2. But good physicist like me knows very well that capacitors physics under extreme conditions is not textbook straightforward. The dielectric constant involved will stay at indicated value until approximately 30000 V / sm electric field strength. This value is pretty high so measurements unlikely exceed this so they give high Eps value OK.
But to get claimed energy density you need approximately 100 times higher field strength. Getting such field strenght is extremely unlikely in the Eps measurements. But the reality is that exactly in this field strenght region electrical induction gets saturation because it reaches the interatomic field strength. This is well know effect to physicysts but not very widely known phenomenon to general public. Resulted effect on the energy could be described as if dielectric constant gets reduced in the formula. My estimations demonstrates that actual energy density would be 25 - 50 times less than a claim.
Resulted EEStore capacitor would approximately match currently available ultracapacitors by energy density per unit of mass making ~5 times better energy density per unit of volume. As such it would be marginal improvement over existing ultracapacitors technology. It surely would be a order of magnitude improvement for ceramic capacitors so it would have some use. But it would be nothing as bold as EEStore claims.
In 1 - 2 years from now we will see what would be the outcome of EEStore activity. Judgement day for EEStore would come when somebody would build a capacitor and try to store expected energy into it.
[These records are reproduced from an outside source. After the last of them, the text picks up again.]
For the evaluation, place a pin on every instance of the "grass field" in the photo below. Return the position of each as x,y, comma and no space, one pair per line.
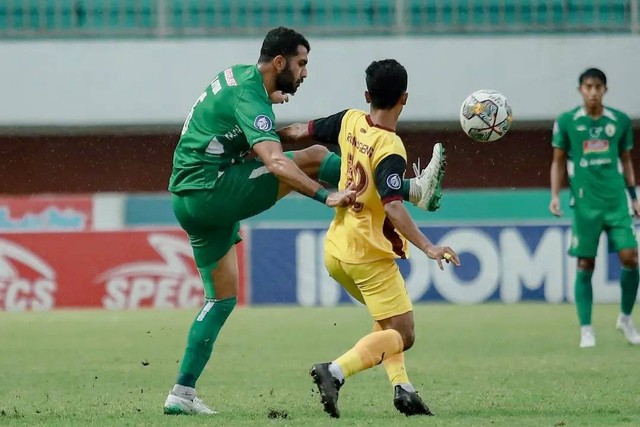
493,365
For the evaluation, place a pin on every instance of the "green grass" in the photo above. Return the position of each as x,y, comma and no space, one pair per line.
493,365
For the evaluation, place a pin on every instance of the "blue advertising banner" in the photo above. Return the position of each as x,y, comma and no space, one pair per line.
501,263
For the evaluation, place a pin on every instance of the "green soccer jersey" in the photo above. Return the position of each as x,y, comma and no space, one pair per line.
232,114
593,147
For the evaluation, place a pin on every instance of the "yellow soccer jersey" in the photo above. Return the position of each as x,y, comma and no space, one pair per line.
374,160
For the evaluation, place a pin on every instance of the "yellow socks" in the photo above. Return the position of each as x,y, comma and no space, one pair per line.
371,350
394,365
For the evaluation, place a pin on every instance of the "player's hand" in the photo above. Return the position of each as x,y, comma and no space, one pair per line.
279,97
554,206
635,205
440,253
341,199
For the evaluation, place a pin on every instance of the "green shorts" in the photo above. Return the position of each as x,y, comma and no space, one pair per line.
212,217
589,223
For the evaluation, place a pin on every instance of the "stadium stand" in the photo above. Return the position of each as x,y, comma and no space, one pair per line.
152,18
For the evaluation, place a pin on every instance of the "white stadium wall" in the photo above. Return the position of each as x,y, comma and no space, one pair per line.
156,82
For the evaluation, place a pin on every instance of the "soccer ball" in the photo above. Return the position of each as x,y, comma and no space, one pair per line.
485,115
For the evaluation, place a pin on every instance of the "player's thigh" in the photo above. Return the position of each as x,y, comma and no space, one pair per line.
226,274
620,230
382,287
337,272
214,251
586,228
246,189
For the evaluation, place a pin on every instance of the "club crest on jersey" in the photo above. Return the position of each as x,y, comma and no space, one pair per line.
595,146
263,123
610,130
394,182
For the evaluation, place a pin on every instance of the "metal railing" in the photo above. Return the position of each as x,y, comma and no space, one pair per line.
180,18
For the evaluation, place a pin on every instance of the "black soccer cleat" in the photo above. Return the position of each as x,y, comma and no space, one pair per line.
328,386
409,403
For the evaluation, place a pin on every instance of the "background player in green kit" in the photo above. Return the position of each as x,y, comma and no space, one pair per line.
215,185
595,138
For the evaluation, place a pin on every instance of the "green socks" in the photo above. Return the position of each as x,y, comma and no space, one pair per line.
629,287
584,296
202,336
330,173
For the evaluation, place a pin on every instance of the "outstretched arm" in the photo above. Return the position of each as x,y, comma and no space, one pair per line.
325,130
289,173
296,133
558,172
630,179
402,221
388,177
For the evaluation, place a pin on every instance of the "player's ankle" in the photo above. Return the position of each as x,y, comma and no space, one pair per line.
408,387
184,391
336,371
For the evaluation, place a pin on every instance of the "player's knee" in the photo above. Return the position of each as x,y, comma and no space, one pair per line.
408,338
629,259
586,264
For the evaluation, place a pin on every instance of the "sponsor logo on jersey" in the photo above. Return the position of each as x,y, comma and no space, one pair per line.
228,76
216,86
394,182
360,146
26,280
169,282
595,132
610,130
595,146
595,162
263,123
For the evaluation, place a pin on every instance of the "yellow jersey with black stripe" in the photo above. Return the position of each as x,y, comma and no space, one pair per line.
374,160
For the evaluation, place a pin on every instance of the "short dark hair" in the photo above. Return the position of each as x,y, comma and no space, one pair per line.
592,73
386,83
282,41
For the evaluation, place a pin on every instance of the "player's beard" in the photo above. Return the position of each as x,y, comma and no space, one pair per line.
286,82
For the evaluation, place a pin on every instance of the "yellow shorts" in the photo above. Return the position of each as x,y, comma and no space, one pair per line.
378,285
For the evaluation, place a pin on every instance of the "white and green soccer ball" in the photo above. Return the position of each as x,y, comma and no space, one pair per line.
485,115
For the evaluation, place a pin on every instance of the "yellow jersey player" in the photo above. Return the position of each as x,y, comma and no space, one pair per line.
365,239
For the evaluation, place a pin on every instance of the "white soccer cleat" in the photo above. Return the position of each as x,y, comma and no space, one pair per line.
626,326
178,405
587,337
426,188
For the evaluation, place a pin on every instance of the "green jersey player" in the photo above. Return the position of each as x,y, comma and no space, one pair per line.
214,185
597,140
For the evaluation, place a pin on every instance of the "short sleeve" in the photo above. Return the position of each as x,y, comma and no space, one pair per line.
255,117
327,129
560,139
388,177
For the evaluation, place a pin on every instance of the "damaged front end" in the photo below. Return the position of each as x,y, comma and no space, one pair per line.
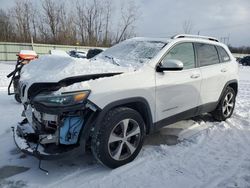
54,124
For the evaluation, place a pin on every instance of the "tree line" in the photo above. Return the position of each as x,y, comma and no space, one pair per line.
82,22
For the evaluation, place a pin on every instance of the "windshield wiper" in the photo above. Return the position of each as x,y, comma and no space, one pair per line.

It would be discovered that above
~100 V voltage would grow with charge much faster than expected and finally instead of ~15 kWh it would be ~0.3 kWh at the highest possible voltage. But powder alone would match all the promises. Who knows - they might even think it is a big discovery of new phenomenon. So they would explain the failure by claiming they run into truly unpredictable effect unknown to science. Irony is that 1947 year physics knows it and today it is forgotten.